Using the World Health Organization standards for each of those areas, we're looking at how much sleep and deep sleep somebody is getting as well as physical activity data and their heart rate variability. We align those with standards and recommendations for a healthy person. Now, you can quickly look at your audience and get an understanding of where people land on the spectrum based on these global standards.”
What inspired the team to start this company?
“With our diverse backgrounds, we've seen in a variety of ways how data can change people's lives. This also aligns with what AI is unlocking for a lot of companies in that they can process large data sets and clean insights that were previously very hard to get or had to be very pointedly directed at. The way we approach health as humans where the nutrition and fitness worlds are merging with the healthcare world will help insurance to create programs where users actually have personalized insights. I mean that in the sense that we can now scale personalization with machines and AI in a much better way.
What we're seeing is now you can understand user behavior and recommend the best possible products to them, both in terms of maintaining and improving their health but also in terms of insuring them and making sure they're on the right programs for them that are going to best align with their needs and their potential risks.”
Can you share any goals for the next 12 months?
“We have a few pilots and a few different partners that we're working with to build models around morbidity and risk assessments. In the wild, those are in the life insurance space. We are also working toward electronic health record (EHR) integrations, and so not only having this data directly available to our clients, but actually being able to inject it into the larger health ecosystem is exciting. One of our investors is InterSystems, and we've worked with them to convert wearable data to Fast Healthcare Interoperability Resources (FHIR) compliant formatting to be injected and received by the health records. Outside of that, we’re adding additional, data-source integrations to better align with markets that we serve.

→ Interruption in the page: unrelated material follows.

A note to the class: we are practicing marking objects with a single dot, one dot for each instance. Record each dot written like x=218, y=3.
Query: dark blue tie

We’re aiming to get more Asian, African and European markets involved, as well as launching continuous glucose monitors. There’s a super exciting use case with Abbott and Dexcom now releasing non-medical glucose monitoring. We're going to start to see more of those used as the chronic-care crisis in our country is growing and swelling.
Finally, the last big goal is getting our first clients up and running in the clinical trial space. There’s another very cool use case and application of wearable data as the FDA is improving products from Apple and Garmin for more use cases like detection of Atrial Fibrillation (AFib). We're seeing a broader application of what a wearable can be used for that gets away from more of the traditional medical devices and can improve the accessibility to patient data.”